During the First World War, Marmite was issued to British troops, partly to fend off exactly these vitamin-deficiency illnesses. In the Second World War it went further still: it was a prized supplement in prisoner-of-war camps, where a small jar could make a measurable difference to men living on thin and repetitive food, and quantities were shipped to war-torn and famine-hit regions overseas. Its concentrated nutrition and very long shelf life made it ideal for the job.
That is the kernel of truth behind the “kept the workers going” image. Marmite did help keep people functioning, by preventing the vitamin deficiencies that would otherwise have flattened them. It was a tonic and a supplement, not a ration of fuel. For the fuller history of that period, the wartime campaign story is worth a read.

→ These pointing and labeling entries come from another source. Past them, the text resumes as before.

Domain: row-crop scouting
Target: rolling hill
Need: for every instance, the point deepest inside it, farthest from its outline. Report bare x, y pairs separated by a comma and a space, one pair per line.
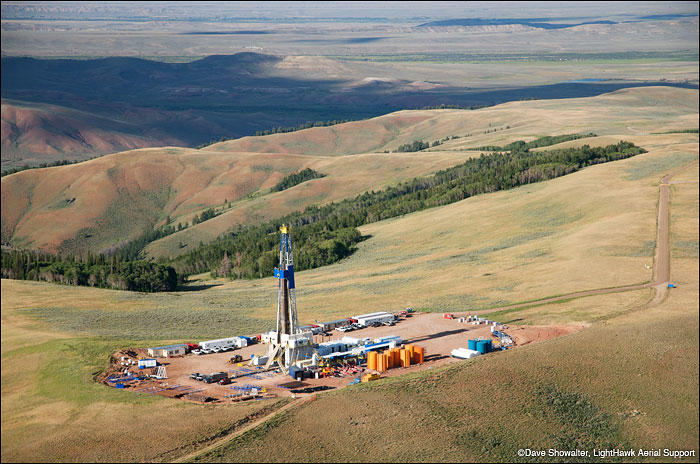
84, 108
101, 203
629, 379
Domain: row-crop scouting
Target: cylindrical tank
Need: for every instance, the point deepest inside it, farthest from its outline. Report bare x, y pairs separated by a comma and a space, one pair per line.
405, 358
483, 346
389, 359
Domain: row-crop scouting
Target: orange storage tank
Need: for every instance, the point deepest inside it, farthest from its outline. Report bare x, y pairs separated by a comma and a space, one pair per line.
389, 359
397, 356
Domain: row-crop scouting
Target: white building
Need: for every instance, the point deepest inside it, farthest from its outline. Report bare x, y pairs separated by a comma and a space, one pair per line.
231, 342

What this means for you today
If you eat Marmite, you are getting a useful top-up of B vitamins, including B12, which is genuinely valuable for vegetarians and vegans who can struggle to get enough of it. That is a real nutritional benefit, and I have laid out the honest version, salt and all, in the piece on whether Marmite is good for you.
But do not mistake it for an energy product. The calories are negligible. The value is in the micronutrients and, frankly, in the taste. The wartime reputation was earned, but it was earned as a vitamin supplement that kept deficiency at bay, not as a brown jar of fuel. Once you see that distinction, the old adverts make perfect sense.
Is Marmite an energy drink or energy food?
No. Marmite contains almost no calories in the amounts people actually eat, so it does not provide energy in the way a sugary drink or snack does. Its reputation for “energy” comes from its very high B-vitamin content, and B vitamins help the body release energy from other foods rather than supplying energy themselves.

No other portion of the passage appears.